Tuesday, June 18, 2013
Center on Budget and Policy Priorities: States Should React Cautiously to Recent Income Tax Growth April Surge Provides Opportunity to Invest in Infrastructure, Boost Reserves:
Recent tax collections are considerably higher than last year in most states and, in many cases, exceed states’ projections when they adopted their current budgets in the spring of 2012. In 32 states for which data are available, state tax collections in the first ten months of fiscal year 2013 were 5.7 percent higher than in the same period last year, on average.

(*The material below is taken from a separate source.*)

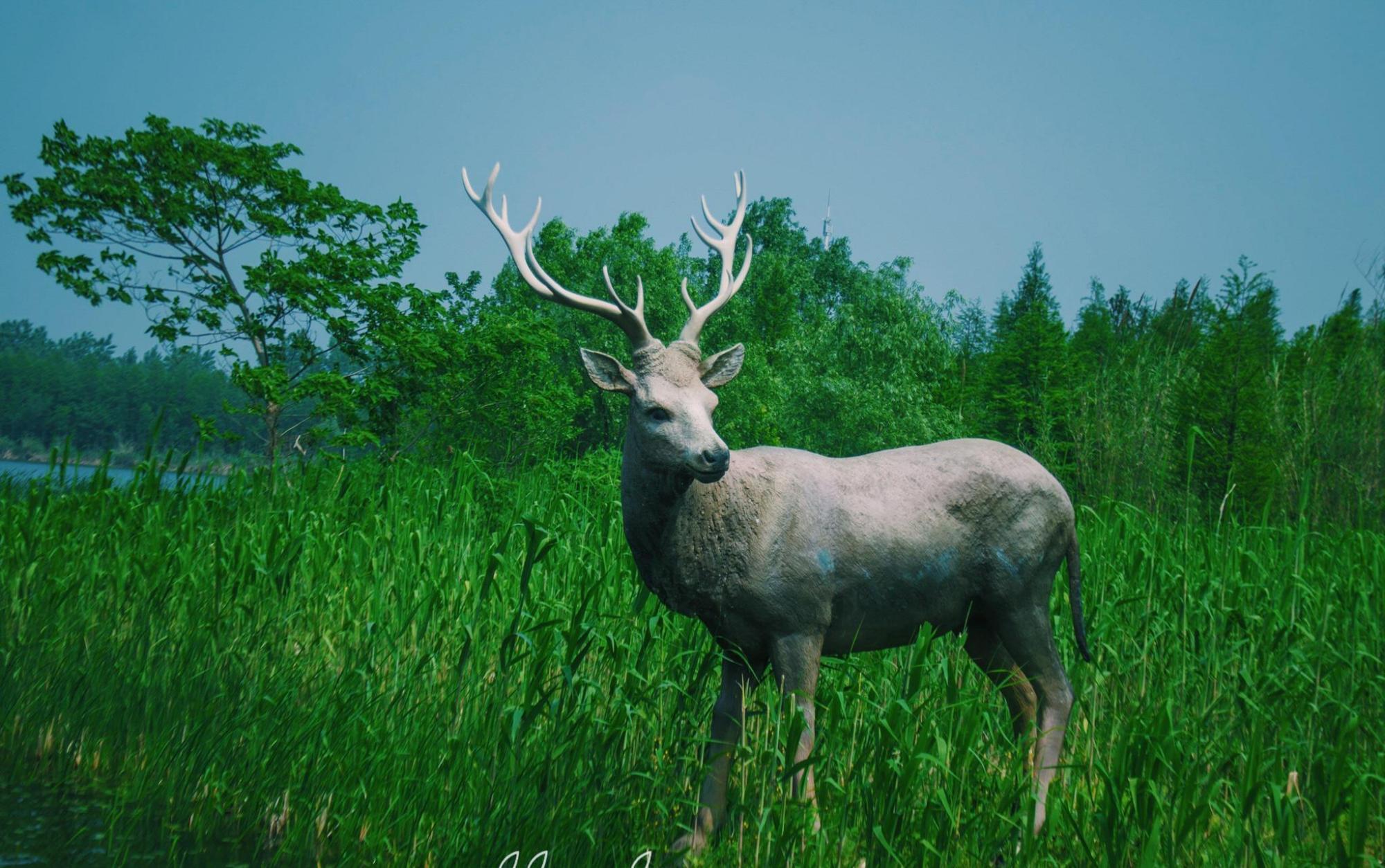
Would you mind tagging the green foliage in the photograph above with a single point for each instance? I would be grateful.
(1026, 384)
(224, 244)
(444, 665)
(1225, 406)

A closer look into the tax collection reports reveals that:
- Much of the recent growth is in the income tax. With two months left in the fiscal year, the typical state has collected 8.9 percent more personal income taxes than it did in the same period last year. Sales taxes have grown more slowly. This is, in part, the latest demonstration of the fact than income taxes rise more rapidly than sales taxes during periods of economic growth.
- The revenue growth and particularly income tax growth is nationwide. Some 26 of the 30 states for which data are available experienced double-digit growth in income taxes between April 2012 and April 2013.
- While a portion of the income tax growth reflects the economic recovery, an additional portion reflects wealthy taxpayers shifting income into 2012 that they would have received in 2013 in anticipation of federal tax rate increases in 2013.
- Even with this recent growth, state tax revenues have not recovered from the Great Recession. Revenues likely still remain more than 3 percent below pre-recession levels, after adjusting for inflation. And because of the one-time nature of much of the recent revenue growth, revenue growth is likely to slow again.